One night when I was unable to sleep, I Googled “when you injure someone accidentally” and learned that approximately 30,000 people accidentally kill other people every year just in the US, and although it’s impossible to know how many people accidentally injure other people, it’s likely much higher than that. There is even an organization devoted to supporting and helping people through the trauma of harming others. It’s called the Hyacinth Fellowship, and it was started in 2013 by a man named Chris Yaw who accidentally killed his gardener.
Turns out, it’s an astonishingly simple thing to almost kill a man. One minute you are just going about your business, and the next minute there lies in your rearview mirror the mangled body of your blameless life, when all you’d done up until that point was hit a fickle, injudicious deer. But that was before opportunity—the supposed guarantor of good fate—put a man dressed in fog beneath the horizon of your vision, and you, in your blindness, rushed to meet him.
In his book When Bad Things Happen to Good People, Rabbi Kushner writes that pain and suffering are an inevitable fact of every life; our task is not to attempt to imbue meaning to the randomness, but to go forward in a meaningful way. It is what I believe also. But if I did think, as Stan said many times, that there was a lesson to be learned, it would be this: There are times when pain is visited upon us; there are times when we visit pain upon others; and there are times we trade pain back and forth, like a stone that is too heavy, too unwieldy, to carry alone for long. On that cool November morning that Stan took a right out of his driveway and made his way to the bottom of mine, I happened to be backing out. He thought I could see him; he thought he could get across in time. Instead, in the clash of car and body, we fashioned from our shared sorrow the stone we would pass back and forth. For how long, I can’t yet know.

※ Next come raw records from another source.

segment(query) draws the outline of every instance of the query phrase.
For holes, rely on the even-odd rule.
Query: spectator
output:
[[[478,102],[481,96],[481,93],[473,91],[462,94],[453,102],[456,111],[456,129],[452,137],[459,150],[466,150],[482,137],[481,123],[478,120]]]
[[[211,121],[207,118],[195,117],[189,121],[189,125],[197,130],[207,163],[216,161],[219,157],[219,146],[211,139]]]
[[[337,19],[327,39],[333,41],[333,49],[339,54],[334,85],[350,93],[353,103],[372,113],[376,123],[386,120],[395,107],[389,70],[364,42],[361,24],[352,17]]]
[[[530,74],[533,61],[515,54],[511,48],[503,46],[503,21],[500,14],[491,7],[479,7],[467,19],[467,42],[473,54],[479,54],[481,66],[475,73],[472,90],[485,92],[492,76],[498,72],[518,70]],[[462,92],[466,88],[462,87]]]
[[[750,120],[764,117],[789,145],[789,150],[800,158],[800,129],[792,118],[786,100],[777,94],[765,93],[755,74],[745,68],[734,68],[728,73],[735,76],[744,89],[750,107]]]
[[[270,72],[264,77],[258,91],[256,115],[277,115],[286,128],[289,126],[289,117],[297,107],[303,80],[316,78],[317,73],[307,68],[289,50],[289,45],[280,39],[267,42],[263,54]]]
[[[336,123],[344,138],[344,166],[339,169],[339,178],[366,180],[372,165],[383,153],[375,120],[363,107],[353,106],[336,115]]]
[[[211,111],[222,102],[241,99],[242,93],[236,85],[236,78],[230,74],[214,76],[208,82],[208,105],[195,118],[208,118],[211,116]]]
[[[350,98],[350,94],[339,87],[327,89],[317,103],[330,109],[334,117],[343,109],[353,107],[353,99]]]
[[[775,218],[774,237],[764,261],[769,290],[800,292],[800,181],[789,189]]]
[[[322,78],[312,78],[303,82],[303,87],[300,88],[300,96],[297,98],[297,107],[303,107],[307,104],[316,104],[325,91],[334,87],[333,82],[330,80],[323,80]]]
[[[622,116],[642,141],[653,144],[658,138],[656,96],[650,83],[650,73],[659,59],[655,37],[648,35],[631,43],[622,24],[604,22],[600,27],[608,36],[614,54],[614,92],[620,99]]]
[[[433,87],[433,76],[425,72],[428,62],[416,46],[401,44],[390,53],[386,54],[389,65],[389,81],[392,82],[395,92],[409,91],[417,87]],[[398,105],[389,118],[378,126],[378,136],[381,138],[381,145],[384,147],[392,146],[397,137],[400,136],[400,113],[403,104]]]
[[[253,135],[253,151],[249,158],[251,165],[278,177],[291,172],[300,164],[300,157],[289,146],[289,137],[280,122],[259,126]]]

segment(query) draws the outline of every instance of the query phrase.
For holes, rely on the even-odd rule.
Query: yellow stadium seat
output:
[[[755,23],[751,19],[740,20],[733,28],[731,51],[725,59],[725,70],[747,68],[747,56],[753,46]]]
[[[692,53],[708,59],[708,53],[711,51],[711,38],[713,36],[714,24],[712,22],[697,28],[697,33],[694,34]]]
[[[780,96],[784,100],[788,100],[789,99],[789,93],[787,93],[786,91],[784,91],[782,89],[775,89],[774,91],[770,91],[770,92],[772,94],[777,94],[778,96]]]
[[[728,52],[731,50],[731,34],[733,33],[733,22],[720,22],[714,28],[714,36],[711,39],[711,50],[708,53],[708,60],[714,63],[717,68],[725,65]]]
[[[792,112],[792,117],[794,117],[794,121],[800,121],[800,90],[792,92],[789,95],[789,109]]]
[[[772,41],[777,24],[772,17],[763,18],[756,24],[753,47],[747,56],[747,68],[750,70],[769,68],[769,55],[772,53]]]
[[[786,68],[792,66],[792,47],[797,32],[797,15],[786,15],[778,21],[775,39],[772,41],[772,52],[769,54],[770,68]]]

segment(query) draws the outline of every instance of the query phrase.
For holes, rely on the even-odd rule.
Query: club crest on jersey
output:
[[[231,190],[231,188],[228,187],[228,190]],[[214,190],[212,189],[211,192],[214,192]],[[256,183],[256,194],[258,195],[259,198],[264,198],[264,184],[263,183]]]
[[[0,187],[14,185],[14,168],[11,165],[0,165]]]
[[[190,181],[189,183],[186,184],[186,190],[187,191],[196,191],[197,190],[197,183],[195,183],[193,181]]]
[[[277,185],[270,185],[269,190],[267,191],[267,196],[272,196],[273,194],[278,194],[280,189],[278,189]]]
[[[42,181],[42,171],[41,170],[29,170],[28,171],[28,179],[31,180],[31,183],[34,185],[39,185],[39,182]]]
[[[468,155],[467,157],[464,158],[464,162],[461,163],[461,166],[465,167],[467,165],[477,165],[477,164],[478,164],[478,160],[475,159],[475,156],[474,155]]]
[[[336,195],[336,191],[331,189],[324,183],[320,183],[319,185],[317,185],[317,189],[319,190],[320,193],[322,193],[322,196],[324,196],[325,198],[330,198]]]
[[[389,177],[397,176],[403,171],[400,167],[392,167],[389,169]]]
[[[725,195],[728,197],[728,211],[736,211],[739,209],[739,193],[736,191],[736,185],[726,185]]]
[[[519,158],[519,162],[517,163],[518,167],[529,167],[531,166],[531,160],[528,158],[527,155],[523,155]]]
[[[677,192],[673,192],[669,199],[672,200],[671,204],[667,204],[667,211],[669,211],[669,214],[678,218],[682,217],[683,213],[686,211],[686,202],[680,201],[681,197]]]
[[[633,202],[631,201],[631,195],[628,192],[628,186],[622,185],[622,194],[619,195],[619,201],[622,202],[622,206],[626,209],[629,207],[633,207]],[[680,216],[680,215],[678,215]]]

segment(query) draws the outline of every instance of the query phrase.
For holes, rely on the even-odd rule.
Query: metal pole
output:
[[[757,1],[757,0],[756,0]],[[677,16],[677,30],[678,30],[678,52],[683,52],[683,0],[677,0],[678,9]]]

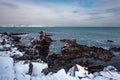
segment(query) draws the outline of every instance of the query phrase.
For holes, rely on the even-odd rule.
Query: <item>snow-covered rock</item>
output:
[[[69,69],[67,74],[75,77],[86,77],[88,76],[88,71],[85,67],[76,64],[75,66]]]
[[[94,77],[95,76],[93,74],[91,74],[91,73],[88,75],[88,78],[90,78],[90,79],[93,79]]]
[[[5,44],[4,47],[5,47],[5,48],[10,48],[11,45],[10,45],[10,44]]]
[[[107,66],[103,71],[89,74],[88,77],[81,80],[120,80],[120,73],[113,66]]]
[[[3,39],[2,39],[2,38],[0,38],[0,43],[1,43],[1,42],[3,42]]]
[[[113,79],[106,78],[106,77],[103,77],[103,76],[96,76],[95,78],[90,79],[90,80],[113,80]]]
[[[0,50],[3,50],[3,46],[2,45],[0,45]]]
[[[17,56],[23,56],[23,52],[18,51],[16,48],[12,48],[11,51],[7,51],[7,54],[10,56],[17,55]]]
[[[57,73],[53,74],[53,79],[54,80],[79,80],[79,78],[72,77],[66,74],[64,69],[61,69]]]
[[[100,74],[103,77],[119,80],[120,79],[120,73],[117,72],[117,69],[113,66],[108,66],[104,68],[103,71],[100,72]]]

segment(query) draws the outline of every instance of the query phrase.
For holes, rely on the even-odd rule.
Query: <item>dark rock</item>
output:
[[[43,40],[33,40],[31,46],[25,46],[19,43],[20,38],[15,36],[12,36],[13,41],[15,42],[15,46],[18,48],[19,51],[24,52],[23,56],[14,56],[16,60],[36,60],[41,58],[43,61],[47,60],[47,56],[49,53],[49,46],[52,42],[52,39],[50,37],[45,37]]]
[[[3,41],[1,42],[2,45],[5,45],[6,44],[6,41],[5,39],[3,39]]]
[[[109,50],[113,52],[120,52],[120,47],[113,47],[113,48],[110,48]]]
[[[27,33],[10,33],[11,35],[24,35],[24,34],[27,34]]]
[[[64,68],[66,72],[74,66],[75,64],[80,64],[84,67],[88,67],[89,72],[96,72],[103,69],[101,64],[95,64],[88,58],[93,58],[94,61],[109,61],[114,56],[113,53],[109,50],[98,47],[88,47],[85,45],[79,45],[76,41],[71,40],[61,40],[68,46],[63,46],[61,54],[52,54],[48,56],[48,67],[51,72],[54,70],[59,70]],[[81,59],[77,61],[77,59]],[[48,70],[49,71],[49,70]]]
[[[49,46],[51,44],[51,38],[46,37],[43,39],[39,45],[36,46],[36,49],[39,52],[39,55],[42,57],[47,57],[49,52]]]
[[[113,43],[114,41],[112,41],[112,40],[107,40],[107,42]]]
[[[0,34],[3,34],[3,35],[9,35],[7,32],[2,32]]]
[[[20,42],[21,37],[18,37],[18,36],[15,36],[15,35],[12,35],[11,37],[12,37],[14,42]]]
[[[104,68],[103,65],[90,65],[88,66],[88,71],[89,73],[93,73],[93,72],[99,72],[99,71],[102,71]]]
[[[32,75],[32,72],[33,72],[33,64],[30,62],[30,63],[29,63],[28,74],[29,74],[29,75]]]
[[[76,39],[73,39],[73,40],[69,40],[69,39],[62,39],[62,40],[60,40],[61,42],[67,42],[67,43],[69,43],[69,44],[72,44],[72,43],[76,43]]]
[[[41,73],[44,73],[45,75],[47,75],[50,72],[49,68],[45,68],[41,71]]]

A year has passed, and Stan walks the neighborhood almost every day. Sometimes he takes a left out of his driveway and heads up the steep, freshly paved hill to the overlook where the river cuts a path through the canyon. Other days, like today, he takes a right and walks to the end of my cul-de-sac, maneuvering carefully across the persistently broken asphalt and skittering gravel and acorns. His steps are slow and plodding, just as they were before the accident. I stop and roll down my window. His face brightens.
“Looking good!” I say.
He laughs self-consciously. “I’m doing pretty well,” he says, “All things considered.” He looks at me with impossible tenderness. “Are you ok?”
“I’m ok,” I say. A heaviness passes between us.
Stan nods and pats my arm. I lay my hand on his. Then I roll up my window, and in my rearview mirror, watch as he resumes his walk.